Why High Intensity Strength Training Works So Well
A little over three years ago, I was introduced to high intensity interval training, commonly referred to as HIIT, when I met Phil Campbell at a fitness camp in Mexico. I refer to it as Peak Fitness Training.
It dramatically altered my own fitness regimen, health and fitness level, and my subsequent exercise recommendations. In recent years, mounting evidence confirms that HIIT really is a cut above the rest when it comes to the health benefits exercise can provide.
In the video above, Niles Rickey Wheeler, better known as “Bodyman47” in the Vital Votes forum, shares his personal fitness routine, inspired by my discussions about Peak Fitness and high intensity strength training.
Wheeler was introduced to total body circuit training at the age of 27, when he got the chance to meet Arthur Jones, the inventor of Nautilus equipment. In his early 50’s, he won several physique competitions. Then, at the age of 52, he was diagnosed with colon cancer.
After his recovery, he got back to training, but never returned to the condition he wanted—until he discovered this site. He now credits my optimized Nutrition Plan, Pure Power whey protein, and total body circuit training for successfully bringing him back to his former level of performance.
I couldn’t be more pleased, and I thank him for sharing his success story. This is what it’s all about for me—to make a difference in people’s lives and helping you be as healthy as you can possibly be, for as long as possible.
Wheeler is a perfect example of how you can take control of your health and reap the benefits—regardless of your age.

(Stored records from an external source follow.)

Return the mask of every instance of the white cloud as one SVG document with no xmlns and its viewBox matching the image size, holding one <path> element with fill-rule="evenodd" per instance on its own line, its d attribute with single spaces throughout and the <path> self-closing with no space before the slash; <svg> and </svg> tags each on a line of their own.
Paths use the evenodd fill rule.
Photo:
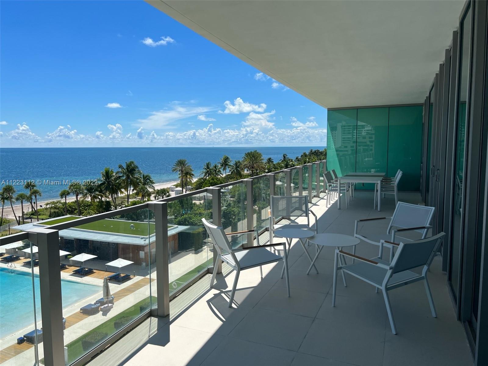
<svg viewBox="0 0 488 366">
<path fill-rule="evenodd" d="M 225 106 L 225 110 L 223 112 L 219 111 L 219 113 L 249 113 L 250 112 L 264 112 L 266 109 L 266 104 L 261 103 L 259 105 L 245 102 L 240 98 L 234 100 L 234 104 L 229 101 L 225 101 L 224 105 Z"/>
<path fill-rule="evenodd" d="M 265 81 L 269 79 L 269 77 L 262 72 L 256 73 L 254 74 L 254 80 L 260 81 Z"/>
<path fill-rule="evenodd" d="M 175 43 L 175 40 L 170 37 L 162 37 L 161 41 L 155 42 L 152 38 L 146 37 L 142 41 L 143 43 L 149 47 L 157 47 L 158 46 L 165 46 L 168 43 Z"/>
<path fill-rule="evenodd" d="M 122 106 L 118 103 L 107 103 L 105 106 L 107 108 L 122 108 Z"/>
<path fill-rule="evenodd" d="M 116 123 L 114 126 L 113 124 L 108 124 L 107 128 L 110 130 L 110 134 L 108 138 L 111 140 L 118 140 L 122 137 L 122 126 L 119 123 Z"/>
<path fill-rule="evenodd" d="M 242 124 L 244 127 L 250 127 L 255 129 L 270 129 L 274 128 L 274 122 L 270 122 L 270 116 L 274 114 L 273 110 L 267 113 L 255 113 L 251 112 L 245 118 Z"/>
<path fill-rule="evenodd" d="M 67 124 L 60 126 L 52 132 L 46 134 L 45 141 L 47 142 L 55 142 L 62 140 L 79 140 L 84 137 L 83 135 L 77 134 L 76 130 L 72 130 L 71 126 Z"/>
<path fill-rule="evenodd" d="M 306 122 L 305 123 L 303 122 L 300 122 L 298 120 L 297 120 L 295 117 L 290 117 L 290 121 L 291 122 L 290 124 L 293 127 L 318 127 L 318 124 L 317 124 L 317 122 L 315 122 L 315 117 L 308 117 L 307 120 Z"/>
<path fill-rule="evenodd" d="M 283 84 L 281 84 L 276 81 L 273 81 L 273 82 L 271 83 L 271 87 L 273 88 L 273 89 L 282 89 L 283 91 L 287 90 L 289 89 L 289 88 L 287 86 L 285 86 Z"/>
<path fill-rule="evenodd" d="M 201 114 L 197 116 L 197 119 L 200 121 L 205 121 L 207 122 L 216 121 L 215 118 L 211 118 L 210 117 L 207 117 L 204 114 Z"/>
<path fill-rule="evenodd" d="M 30 128 L 25 123 L 17 124 L 17 128 L 5 134 L 9 139 L 20 141 L 29 140 L 34 142 L 42 142 L 42 139 L 31 131 Z"/>
<path fill-rule="evenodd" d="M 134 125 L 147 129 L 165 128 L 168 125 L 184 118 L 193 117 L 214 110 L 211 107 L 188 106 L 179 104 L 172 105 L 171 109 L 163 109 L 152 112 L 147 118 L 138 120 Z"/>
</svg>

Like Wheeler, I too feel like I’m more fit today than I was 30 years ago—in large part due to my Peak Fitness regimen. While I can’t run a 2:49 marathon (and wouldn’t want to) like I did back then, there is no doubt in my mind that I am much healthier as a result of shifting my exercise program from cardio to high intensity and strength training. In the first three months alone after I switched from long distance running to HIIT, I dropped five percent body fat without ever touching a treadmill! Before that, I’d been a long distance runner for 42 years.
How to Turn Your Strength Training Routine into a HIIT Session
Now in his mid-60’s, Wheeler completes a total body workout two to three times per week, which takes him an average of just 15-20 minutes. As I’ve mentioned before, you can turn virtually any exercise into a high intensity exercise, including strength or weight training. Metabolically speaking, both forms are very similar to each other. High-intensity interval-type training gives a natural boost to human growth hormone (HGH) production, which is essential for optimal health, strength and vigor. I’ve discussed the importance of Peak Fitness for your health on numerous occasions, so for more information, please review this previous article.
The primary differences are as follows:
•Anaerobic HIIT (high intensity sprints) can be performed on a recumbent bike or an elliptical machine, or by sprinting outside. Here, you go all out for 30 seconds, and then rest for 90 seconds between sprints. Total workout is typically 8 repetitions/sprints.
• High intensity strength training makes use of free weights or resistance equipment. You turn your weight training routine into a high intensity routine by slowing down your movements.
The first inch should take about two seconds. Since you’re depriving yourself of all the momentum of snatching the weight upward, it will be very difficult to complete the full movement in less than 7-10 seconds. Slowly lower the weight to the same count.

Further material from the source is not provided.